Wir können nicht alles im Leben beeinflussen und gestalten. Wir können jedoch immer unser Erleben dessen was passiert maßgeblich gestalten – und das beeinflusst, wie wir auf das reagieren, was uns im Leben begegnet. Und das wiederum hat einen großen Einfluss auf unser Leben und seine Entwicklungen, unabhängig von denen, die wir nicht beeinflussen können. Das bedeutet zum einen eine große Eigenverantwortung, zugleich jedoch auch eine große Gestaltungsmacht, die jeder Einzelne hat. Auch wenn es sich manchmal nicht so anfühlen mag, wenn viele Geschehnisse einprasseln.

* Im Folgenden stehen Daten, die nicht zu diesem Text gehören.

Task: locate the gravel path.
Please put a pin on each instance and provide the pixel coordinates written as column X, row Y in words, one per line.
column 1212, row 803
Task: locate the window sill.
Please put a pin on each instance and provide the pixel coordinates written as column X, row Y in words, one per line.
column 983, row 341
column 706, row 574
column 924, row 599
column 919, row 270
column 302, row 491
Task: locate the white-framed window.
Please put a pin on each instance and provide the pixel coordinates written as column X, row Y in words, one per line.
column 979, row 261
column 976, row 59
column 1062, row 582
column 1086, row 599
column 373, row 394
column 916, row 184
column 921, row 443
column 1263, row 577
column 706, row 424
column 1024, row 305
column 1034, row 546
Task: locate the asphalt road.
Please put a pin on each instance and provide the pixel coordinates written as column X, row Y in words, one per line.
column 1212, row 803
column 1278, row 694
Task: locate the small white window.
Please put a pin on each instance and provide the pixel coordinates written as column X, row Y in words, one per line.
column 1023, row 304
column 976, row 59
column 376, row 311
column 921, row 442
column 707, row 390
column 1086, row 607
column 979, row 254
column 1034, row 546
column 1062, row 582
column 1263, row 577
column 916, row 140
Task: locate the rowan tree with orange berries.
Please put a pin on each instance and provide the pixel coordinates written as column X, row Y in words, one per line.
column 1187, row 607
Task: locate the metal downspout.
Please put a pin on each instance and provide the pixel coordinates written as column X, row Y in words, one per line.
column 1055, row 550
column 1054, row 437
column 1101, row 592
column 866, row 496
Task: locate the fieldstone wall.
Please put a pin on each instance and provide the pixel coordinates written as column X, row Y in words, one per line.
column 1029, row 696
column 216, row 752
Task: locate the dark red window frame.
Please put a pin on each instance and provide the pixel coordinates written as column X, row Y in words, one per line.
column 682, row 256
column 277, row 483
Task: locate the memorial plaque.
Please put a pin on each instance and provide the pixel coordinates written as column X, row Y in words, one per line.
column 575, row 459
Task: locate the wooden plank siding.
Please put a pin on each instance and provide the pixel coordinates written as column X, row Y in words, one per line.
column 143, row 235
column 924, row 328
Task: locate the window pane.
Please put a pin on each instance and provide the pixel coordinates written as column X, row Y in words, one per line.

Leitend dabei können uns Fragen führen wie:

Was verstehen wir und wie definieren wir eine erfüllende Version von einer Zukunft, woran machen wir sie fest, woran messen wir sie – für uns persönlich sowie bezogen auf das große Ganze und die Gesellschaft?

Wie könnte eine resilientes Individuum und Miteinander, eine resiliente Arbeit- und Lebenswelt, Gesellschaft der Zukunft aussehen?

Was würde bewahrt werden, was müsste sich verändern? Was würde unterlassen, was gemacht? Was zeichnet sie aus, was macht den Unterschied?

Was könnten erste kleine Schritte sein in meinem alltäglichen Tun, Sein, Verhalten? Was sind die 3 Sachen, die ich entsprechend meiner Vision ab jetzt anders ausrichten möchte?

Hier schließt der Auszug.